Juan Pantoja de La Cruz was a Spanish painter, one of the best representatives of the Spanish school of court painters. He worked for Philip II and Philip III. The Museo del Prado contains examples of his severe portraiture style.
Juan Pantoja de La Cruz was born in 1553 in Valladolid. Very little is known of his formative years as a painter. He was a pupil of the court painter Alonso Sánchez Coello in Madrid and he must have assisted his master in complying with his duties as painter of the Spanish King, Philip II. Pantoja probably continued to work in his master studio after completing his training. He married in 1585 beginning to paint for the court around that time. After Sanchez Coello's death in 1588, Pantoja took over his master workshop and became court painter to Philip II of Spain.

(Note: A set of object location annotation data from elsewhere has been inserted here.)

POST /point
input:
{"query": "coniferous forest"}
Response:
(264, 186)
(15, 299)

Pantoja kept working for the court and the nobility, painting portraits of Prince Philip, the future Philip III, in 1592 and 1594. Among his most well known works is the portrait of Philip II wearing a cape and hat all in black, painted around 1594 for the Escorial. This portrait is one of the best representations of the idea of Spanish majesty, based on the remoteness of the monarch. On Philip II's death in 1598, Philip III confirmed Pantoja's status as court painter. When the court settled in Valladolid in 1601, Pantoja moved to the new capital, remaining in this city, several years.

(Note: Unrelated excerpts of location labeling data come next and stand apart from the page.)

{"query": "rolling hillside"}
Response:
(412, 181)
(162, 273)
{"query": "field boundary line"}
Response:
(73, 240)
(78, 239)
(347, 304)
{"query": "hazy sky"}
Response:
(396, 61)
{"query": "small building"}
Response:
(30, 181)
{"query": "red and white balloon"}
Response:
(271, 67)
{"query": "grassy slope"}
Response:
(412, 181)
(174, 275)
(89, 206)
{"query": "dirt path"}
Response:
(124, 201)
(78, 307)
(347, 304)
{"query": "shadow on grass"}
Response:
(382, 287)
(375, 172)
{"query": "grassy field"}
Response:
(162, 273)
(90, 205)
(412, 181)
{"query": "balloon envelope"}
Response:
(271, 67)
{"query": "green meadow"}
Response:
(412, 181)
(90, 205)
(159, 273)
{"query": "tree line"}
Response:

Juan Pantoja de la Cruz painted a great number of state portraits with the combined forces of his studio, his attendants, apprentices, and collaborators. He was primarily a portrait painter to the royal family, (whom he accompanied on journeys to Valladolid, Burgos, Lerma and the Escorial), and to the higher aristocracy. Pantoja also painted religious works primarily commissioned by the Spanish Queen, Margaret of Austria, wife of Philip III. Pantoja's paintings of religious themes also contain many portraits as auxiliary figures as in The Birth of the Blessed Virgin (1603) in which he included the mother of the Queen. He painted still lifes as well, but, like his ceiling frescoes, these have not survived. Pantoja returned with the court to Madrid and he died there on 26 October 1608.
Pantoja followed the Spanish tradition of court painter of royal portraits, going back to the famous portrait of Charles V (Pantoja's copy of which is in the Escorial) and other portraits by Titian. Antonis Mor, Alonso Sanchez Coello and Pantoja himself continued the tradition. His art was severely criticised by historians who were prejudiced against non-Italian portraiture and therefore dismissed him as an "uninspired, dull" though "painfully hard-working" painter at the court of Philip III. The compositional formula of Velázquez's state portraits derives from his Spanish predecessors, among them Pantoja de la Cruz.
The quality of individual portraits is variable; they were often produced in many versions with varying degrees of help from his assistants. In his best works, Pantoja introduced an impressive combination of sophistication and geometric abstraction achieved by means of powerful contrast of light and shadow. His portraits are noted for the meticulous detail of representing the intricate embroidery of dresses and jewelry designs. The subject is usually portrayed standing against a dark background. The face and hands are depicted with a more flat and subtle technique. Among his portraits are: Philip III, Queen Margarita of Austria, 1606, Prado, Madrid). Infanta Isabel Clara Eugenia (1599), Alte Pinakothek, Munich. (Duchess of Braganza, 1603, col.; Unknown lady, col. Marquess of Viana; D. Diego de Valmayor, 1605, Hermitage, St Petersburg.
Pantoja besides scoring a great success as the foremost portraitist of his time, was a highly versatile painter at home in all genres. Thus, he supplied the Spanish court and the aristocracy with religious paintings, mythological canvases, and historical compositions. Pantoja's religious paintings are executed with a more realistic and dramatic style than his portraits. They range from a coldly distant academicism to a more advanced tenebrism close to the Baroque.
Juan Pantoja de la Cruz was held in high esteem as an animal painter; was also known as a landscape and still life painter who exploited the new secularized art forms that spread across Europe at the close of the sixteenth century. Acclaimed as a gifted artist by contemporary writers, Lope de Vega and Francisco de Quevedo have left eloquent evidence of their admiration for Pantoja. In La hermosura de Angelica (1602), an imitation of Ariosto's Orlando Furioso, Lope de Vega couched his praise in the following couplet: "Juan de la Cruz que si criar no pudo / Dio casi vida y alma a un rostro mudo;" and Quevedo extolled Pantoja's work as a miniaturist in the poem "El Pincel", written in 1615, seven years after Pantoja's death.